Sont assimilées à des périodes de travail
effectif pour la durée du congé :
a) Les périodes de congés payés de l'année
précédente, les repos compensateurs, les périodes
de repos maternité, les périodes limitées
à une durée ininterrompue d'un an pendant lesquelles
l'exécution du contrat de travail est suspendue pour cause
d'accident du travail ou de maladie professionnelle
b) Les absences pour maladie ou accident, dans la limite de la
durée fixée pour l'indemnisation de ces absences
par les annexes à la présente convention, sans que
cette limite puisse être inférieure à deux
mois
c) Les périodes pendant lesquelles un salarié ou
un apprenti se trouve maintenu ou rappelé au service national
à un titre quelconque ; les périodes de chômage
partiel ; les absences intervenues dans les conditions légales
et réglementaires pour congé de formation, pour
congé de formation économique, sociale et syndicale,
pour congé de formation de cadres et animateurs pour la
jeunesse
d) Les congés exceptionnels pour événements
familiaux, le congé de naissance ou d'adoption accordé
aux pères de famille
e) Les congés supplémentaires pour ancienneté
f) Les stages de formation économique des membres titulaires
des comités d'entreprise
g) Le temps de formation des représentants du personnel
au Comité d'hygiène, de sécurité et
des conditions de travail
h) Le temps passé par les conseillers prud'homaux salariés,
les congés accordés aux membres des conseils des
prud'hommes pour participer à des stages de formation,
le temps passé par un salarié pour participer à
des réunions où il doit assurer la représentation
d'associations familiales, le congé accordé aux
salariés candidats à l'Assemblée nationale
ou au Sénat pour participer à la campagne électorale.
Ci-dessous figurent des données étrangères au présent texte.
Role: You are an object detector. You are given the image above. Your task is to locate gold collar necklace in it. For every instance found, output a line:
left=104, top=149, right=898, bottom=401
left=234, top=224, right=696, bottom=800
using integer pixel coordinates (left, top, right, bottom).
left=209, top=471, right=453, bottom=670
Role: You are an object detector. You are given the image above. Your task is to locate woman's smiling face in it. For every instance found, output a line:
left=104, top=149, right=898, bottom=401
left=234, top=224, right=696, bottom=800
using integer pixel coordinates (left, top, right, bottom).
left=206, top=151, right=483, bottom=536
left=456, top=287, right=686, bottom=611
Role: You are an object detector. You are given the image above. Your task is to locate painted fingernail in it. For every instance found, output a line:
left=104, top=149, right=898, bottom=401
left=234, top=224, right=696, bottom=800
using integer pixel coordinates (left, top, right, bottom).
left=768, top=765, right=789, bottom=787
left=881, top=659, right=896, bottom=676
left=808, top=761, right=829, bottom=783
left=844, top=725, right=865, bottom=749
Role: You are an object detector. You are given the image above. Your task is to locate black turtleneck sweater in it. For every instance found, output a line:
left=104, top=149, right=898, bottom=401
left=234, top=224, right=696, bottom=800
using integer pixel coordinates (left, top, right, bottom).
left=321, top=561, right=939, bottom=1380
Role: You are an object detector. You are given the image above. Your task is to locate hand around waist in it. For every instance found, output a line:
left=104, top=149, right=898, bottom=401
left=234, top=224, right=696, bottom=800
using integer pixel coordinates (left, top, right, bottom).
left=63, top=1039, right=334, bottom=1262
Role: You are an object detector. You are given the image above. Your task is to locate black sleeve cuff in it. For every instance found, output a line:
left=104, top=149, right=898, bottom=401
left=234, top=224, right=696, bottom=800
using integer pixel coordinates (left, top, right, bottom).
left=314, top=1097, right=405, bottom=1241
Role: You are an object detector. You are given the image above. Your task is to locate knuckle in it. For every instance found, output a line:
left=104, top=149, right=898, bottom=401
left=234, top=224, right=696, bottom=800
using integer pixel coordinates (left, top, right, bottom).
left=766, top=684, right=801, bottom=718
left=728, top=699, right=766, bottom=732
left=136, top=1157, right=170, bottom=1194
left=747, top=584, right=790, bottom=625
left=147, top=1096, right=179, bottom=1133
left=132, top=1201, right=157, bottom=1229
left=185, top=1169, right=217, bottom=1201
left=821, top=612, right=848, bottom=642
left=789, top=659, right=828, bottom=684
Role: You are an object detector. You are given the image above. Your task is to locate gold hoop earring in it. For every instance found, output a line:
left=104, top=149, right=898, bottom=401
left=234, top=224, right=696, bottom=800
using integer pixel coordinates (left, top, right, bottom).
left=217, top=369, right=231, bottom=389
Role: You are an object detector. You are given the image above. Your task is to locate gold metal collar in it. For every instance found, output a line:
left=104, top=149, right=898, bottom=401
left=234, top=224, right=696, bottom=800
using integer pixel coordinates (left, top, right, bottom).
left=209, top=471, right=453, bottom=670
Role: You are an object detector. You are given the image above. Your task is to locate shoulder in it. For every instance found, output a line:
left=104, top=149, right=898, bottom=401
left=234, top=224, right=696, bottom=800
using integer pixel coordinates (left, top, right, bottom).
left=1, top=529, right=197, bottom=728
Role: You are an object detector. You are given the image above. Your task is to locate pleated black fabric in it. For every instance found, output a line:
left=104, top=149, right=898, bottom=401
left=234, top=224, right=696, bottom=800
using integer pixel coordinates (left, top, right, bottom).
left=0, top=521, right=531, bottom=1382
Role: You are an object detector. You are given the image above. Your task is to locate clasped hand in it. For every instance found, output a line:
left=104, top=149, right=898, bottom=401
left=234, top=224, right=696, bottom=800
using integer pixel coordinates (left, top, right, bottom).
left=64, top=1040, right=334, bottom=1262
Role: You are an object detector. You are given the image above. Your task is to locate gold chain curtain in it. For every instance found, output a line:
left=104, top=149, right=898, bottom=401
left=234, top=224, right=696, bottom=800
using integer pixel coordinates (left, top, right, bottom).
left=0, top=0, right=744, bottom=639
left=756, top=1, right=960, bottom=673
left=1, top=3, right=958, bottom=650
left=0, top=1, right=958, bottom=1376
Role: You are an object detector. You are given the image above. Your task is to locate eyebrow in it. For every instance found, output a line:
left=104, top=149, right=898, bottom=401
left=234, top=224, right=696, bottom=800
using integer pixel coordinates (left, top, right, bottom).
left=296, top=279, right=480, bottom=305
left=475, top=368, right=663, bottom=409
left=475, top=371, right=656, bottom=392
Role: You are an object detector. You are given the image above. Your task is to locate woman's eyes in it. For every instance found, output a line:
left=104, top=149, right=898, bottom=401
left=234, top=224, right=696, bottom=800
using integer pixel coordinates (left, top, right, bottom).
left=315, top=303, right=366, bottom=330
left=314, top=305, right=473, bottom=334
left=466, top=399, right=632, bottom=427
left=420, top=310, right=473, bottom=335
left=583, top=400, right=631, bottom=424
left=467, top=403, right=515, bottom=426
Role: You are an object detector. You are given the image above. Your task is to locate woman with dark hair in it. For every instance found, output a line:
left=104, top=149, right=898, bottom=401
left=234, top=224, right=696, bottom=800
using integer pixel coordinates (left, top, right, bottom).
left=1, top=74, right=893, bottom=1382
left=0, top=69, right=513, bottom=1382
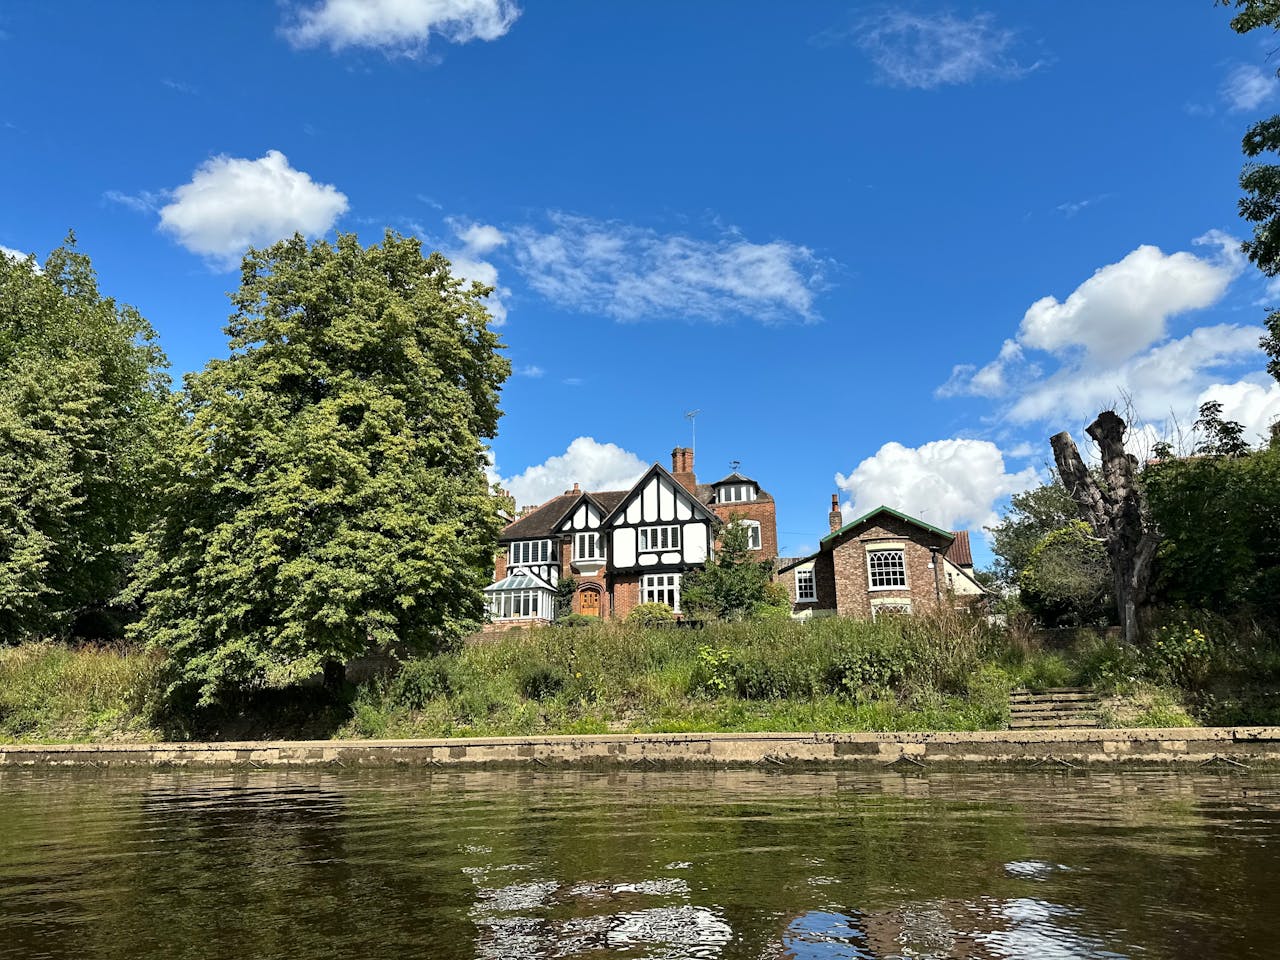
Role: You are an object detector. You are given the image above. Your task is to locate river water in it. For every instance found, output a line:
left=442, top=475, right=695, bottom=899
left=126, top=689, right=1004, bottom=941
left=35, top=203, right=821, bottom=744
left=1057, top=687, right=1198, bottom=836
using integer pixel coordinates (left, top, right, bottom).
left=1, top=766, right=1278, bottom=959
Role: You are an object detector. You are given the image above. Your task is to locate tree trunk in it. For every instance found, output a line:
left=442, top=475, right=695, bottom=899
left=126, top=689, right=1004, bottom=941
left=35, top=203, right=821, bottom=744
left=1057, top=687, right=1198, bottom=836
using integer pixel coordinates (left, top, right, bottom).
left=1050, top=411, right=1159, bottom=645
left=322, top=659, right=346, bottom=695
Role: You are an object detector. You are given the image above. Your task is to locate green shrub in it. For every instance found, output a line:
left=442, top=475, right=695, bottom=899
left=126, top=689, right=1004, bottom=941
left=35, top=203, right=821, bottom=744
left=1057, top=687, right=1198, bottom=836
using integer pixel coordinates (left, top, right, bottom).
left=689, top=645, right=736, bottom=696
left=823, top=646, right=910, bottom=699
left=1149, top=621, right=1215, bottom=689
left=518, top=662, right=568, bottom=700
left=388, top=657, right=454, bottom=709
left=626, top=603, right=677, bottom=627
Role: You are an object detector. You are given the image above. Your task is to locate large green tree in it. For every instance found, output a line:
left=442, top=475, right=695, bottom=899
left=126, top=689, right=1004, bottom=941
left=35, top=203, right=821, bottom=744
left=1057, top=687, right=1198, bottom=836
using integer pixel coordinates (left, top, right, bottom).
left=1221, top=0, right=1280, bottom=380
left=0, top=240, right=174, bottom=643
left=126, top=232, right=510, bottom=702
left=986, top=476, right=1078, bottom=586
left=681, top=518, right=785, bottom=621
left=1017, top=521, right=1112, bottom=627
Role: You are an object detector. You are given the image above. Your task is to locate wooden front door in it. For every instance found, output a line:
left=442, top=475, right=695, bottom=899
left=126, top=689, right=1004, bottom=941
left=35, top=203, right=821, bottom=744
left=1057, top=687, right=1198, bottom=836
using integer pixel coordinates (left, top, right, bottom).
left=579, top=588, right=601, bottom=617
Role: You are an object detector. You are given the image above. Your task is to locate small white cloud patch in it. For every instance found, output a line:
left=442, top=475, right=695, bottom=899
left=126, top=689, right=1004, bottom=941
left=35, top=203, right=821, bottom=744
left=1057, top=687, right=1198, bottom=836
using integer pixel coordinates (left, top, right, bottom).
left=446, top=220, right=510, bottom=325
left=1222, top=64, right=1278, bottom=113
left=495, top=437, right=649, bottom=508
left=159, top=150, right=348, bottom=267
left=835, top=439, right=1039, bottom=532
left=284, top=0, right=520, bottom=54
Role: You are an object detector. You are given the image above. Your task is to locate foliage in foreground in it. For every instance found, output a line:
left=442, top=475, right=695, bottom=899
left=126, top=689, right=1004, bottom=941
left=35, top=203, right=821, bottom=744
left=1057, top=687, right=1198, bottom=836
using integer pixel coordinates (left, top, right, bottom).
left=124, top=232, right=510, bottom=705
left=6, top=612, right=1280, bottom=743
left=0, top=241, right=174, bottom=645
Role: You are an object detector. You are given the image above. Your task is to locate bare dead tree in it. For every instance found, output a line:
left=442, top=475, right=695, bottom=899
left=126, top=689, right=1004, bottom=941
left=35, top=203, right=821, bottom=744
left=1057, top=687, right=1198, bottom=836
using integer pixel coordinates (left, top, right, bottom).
left=1050, top=411, right=1160, bottom=645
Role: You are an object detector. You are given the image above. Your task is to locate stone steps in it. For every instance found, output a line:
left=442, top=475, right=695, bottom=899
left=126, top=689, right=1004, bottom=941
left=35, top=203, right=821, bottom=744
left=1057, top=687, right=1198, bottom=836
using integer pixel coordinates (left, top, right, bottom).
left=1008, top=686, right=1101, bottom=730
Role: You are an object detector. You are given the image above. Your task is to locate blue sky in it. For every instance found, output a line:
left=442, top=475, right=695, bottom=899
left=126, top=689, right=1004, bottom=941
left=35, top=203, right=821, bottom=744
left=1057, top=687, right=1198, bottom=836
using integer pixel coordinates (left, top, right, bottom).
left=3, top=1, right=1280, bottom=564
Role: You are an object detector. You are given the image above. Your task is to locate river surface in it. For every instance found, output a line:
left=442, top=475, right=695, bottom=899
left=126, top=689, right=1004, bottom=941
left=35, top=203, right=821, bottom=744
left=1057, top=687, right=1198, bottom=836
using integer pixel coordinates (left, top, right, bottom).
left=1, top=766, right=1278, bottom=959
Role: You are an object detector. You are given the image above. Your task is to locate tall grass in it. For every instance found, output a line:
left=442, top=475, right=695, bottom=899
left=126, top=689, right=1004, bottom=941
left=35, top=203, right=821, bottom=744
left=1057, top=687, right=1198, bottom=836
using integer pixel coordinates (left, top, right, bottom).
left=0, top=642, right=167, bottom=742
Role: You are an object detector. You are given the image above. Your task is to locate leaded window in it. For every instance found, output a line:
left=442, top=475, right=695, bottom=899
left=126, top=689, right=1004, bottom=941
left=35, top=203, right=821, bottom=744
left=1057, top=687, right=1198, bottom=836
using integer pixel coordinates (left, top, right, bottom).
left=868, top=549, right=907, bottom=589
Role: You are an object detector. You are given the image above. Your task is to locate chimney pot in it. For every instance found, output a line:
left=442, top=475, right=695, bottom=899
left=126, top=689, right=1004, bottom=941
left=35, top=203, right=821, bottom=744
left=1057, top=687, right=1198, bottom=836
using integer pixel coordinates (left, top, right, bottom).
left=828, top=493, right=843, bottom=533
left=573, top=482, right=580, bottom=493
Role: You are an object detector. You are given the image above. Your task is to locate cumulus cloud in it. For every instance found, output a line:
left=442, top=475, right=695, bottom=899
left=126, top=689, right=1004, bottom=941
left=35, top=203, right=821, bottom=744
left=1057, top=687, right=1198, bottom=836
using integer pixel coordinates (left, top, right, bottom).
left=446, top=220, right=510, bottom=324
left=494, top=437, right=649, bottom=508
left=1018, top=237, right=1239, bottom=365
left=1, top=245, right=33, bottom=263
left=158, top=151, right=348, bottom=267
left=942, top=234, right=1246, bottom=410
left=283, top=0, right=520, bottom=54
left=835, top=439, right=1039, bottom=532
left=849, top=10, right=1039, bottom=90
left=1198, top=379, right=1280, bottom=444
left=1009, top=324, right=1265, bottom=425
left=1222, top=64, right=1278, bottom=112
left=509, top=212, right=826, bottom=324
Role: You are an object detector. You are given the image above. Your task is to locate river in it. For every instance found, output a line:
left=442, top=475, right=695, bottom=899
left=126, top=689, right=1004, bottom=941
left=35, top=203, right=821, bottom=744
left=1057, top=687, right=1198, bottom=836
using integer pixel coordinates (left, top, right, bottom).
left=1, top=767, right=1277, bottom=958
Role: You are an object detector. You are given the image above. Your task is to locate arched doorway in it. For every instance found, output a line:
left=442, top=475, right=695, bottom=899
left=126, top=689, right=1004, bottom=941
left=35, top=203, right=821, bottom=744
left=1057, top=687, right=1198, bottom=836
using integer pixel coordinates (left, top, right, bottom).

Sont considérés comme " jours ouvrables " pour la
détermination des congés payés tous les jours
qui ne sont pas fériés ou consacrés au repos
hebdomadaire légal, que ces jours ouvrables soient, ou
non, des jours habituellement travaillés dans l'entreprise.
L'employeur fixe la date des départs en congé après
avis des délégués du personnel, compte tenu,
le cas échéant, de la situation de famille des bénéficiaires,
notamment des possibilités de congé du conjoint.
Les conjoints travaillant dans une même entreprise ont droit
à un congé simultané.
L'ordre et les dates de départs fixés par l'employeur
ne peuvent être modifiés dans le délai d'un
mois avant la date prévue du départ, sauf " circonstances
exceptionnelles ".
2 Fermeture établissement
- Roulement.
Les congés peuvent être accordés collectivement
avec la fermeture d'établissement ou par roulement.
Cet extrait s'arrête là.